O fato é que não podemos ir tão ao céu e nem ao inferno. E o que quero dizer com isso é que há motivos para desconfiança, mas também motivos para compreender o movimento do Botafogo por ele nesse momento.
Primeiro, não há como negar o impacto da familiaridade na adaptação de um jogador. Olhando suas passagens por São Paulo, nitidamente víamos que o jogador não tinha mais brilho no olhar, parecia sem muita motivação em brigar pelo destaque.
No Botafogo, chega identificado e motivado para continuar com a idolatria que conquistou por grande parte dos torcedores. E isso não significa que vá ter condições de se tornar absoluto na equipe, mas o grande ponto é: financeiramente não custará ao clube algo condizente com essa expectativa.
Sobre encaixe na equipe, vemos meias com capacidade de quebrar linhas e centroavantes/segundo atacantes com capacidade de atacar espaço (Danilo Pereira e Kadir), mas falta uma parede com mais qualidade e uma última definição melhor, coisas que são da característica do centroavante.

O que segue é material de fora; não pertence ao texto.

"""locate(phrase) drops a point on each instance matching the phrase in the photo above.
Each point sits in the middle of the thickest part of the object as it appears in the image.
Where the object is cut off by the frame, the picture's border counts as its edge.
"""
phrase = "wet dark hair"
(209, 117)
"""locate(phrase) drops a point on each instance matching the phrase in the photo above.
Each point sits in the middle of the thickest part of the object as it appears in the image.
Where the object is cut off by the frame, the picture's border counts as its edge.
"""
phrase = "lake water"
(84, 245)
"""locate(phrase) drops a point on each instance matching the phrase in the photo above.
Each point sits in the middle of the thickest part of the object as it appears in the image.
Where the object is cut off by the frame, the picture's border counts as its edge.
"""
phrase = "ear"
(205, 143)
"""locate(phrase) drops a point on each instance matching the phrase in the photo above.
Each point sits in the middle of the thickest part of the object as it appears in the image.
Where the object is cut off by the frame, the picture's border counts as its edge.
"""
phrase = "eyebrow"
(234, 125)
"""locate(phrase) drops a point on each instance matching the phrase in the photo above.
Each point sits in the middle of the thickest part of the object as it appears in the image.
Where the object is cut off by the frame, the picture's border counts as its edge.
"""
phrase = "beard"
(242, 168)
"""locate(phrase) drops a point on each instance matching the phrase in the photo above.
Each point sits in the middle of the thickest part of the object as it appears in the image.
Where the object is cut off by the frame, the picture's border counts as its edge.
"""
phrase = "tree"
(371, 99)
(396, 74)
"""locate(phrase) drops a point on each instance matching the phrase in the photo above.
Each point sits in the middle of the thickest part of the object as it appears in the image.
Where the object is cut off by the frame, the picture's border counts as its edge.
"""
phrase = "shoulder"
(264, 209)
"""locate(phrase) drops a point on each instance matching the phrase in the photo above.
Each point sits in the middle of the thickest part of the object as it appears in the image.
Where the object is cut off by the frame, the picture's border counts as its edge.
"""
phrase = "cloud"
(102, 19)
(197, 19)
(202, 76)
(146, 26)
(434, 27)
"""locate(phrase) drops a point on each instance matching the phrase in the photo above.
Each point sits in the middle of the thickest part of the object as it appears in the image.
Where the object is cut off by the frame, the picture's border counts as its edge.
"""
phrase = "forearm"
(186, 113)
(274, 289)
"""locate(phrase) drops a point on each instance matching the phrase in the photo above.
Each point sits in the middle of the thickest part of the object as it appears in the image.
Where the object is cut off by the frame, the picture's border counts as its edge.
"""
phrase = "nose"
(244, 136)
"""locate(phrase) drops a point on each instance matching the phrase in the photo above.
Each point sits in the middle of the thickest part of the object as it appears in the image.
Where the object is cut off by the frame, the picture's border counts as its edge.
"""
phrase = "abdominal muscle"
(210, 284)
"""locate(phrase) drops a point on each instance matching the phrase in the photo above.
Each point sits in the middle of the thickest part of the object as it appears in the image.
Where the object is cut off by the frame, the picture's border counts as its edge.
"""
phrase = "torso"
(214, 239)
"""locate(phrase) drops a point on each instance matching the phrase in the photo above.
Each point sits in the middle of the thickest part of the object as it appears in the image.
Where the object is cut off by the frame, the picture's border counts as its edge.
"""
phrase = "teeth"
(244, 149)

O fato é: olhando o custo que Arthur Cabral gera (salário alto e transferência cara) e a baixa probabilidade de ter algum interessado em comprá-lo, além da presença de Kadir e Danilo Pereira como atacantes mais móveis, acho bem difícil que o Botafogo invista nessa posição de maneira mais robusta esse ano, pois faz muito mais sentido alocar esse investimento em pontas.
É um tiro curto para um time já sem expectativas tão altas para a reta final de temporada. Vamos ver.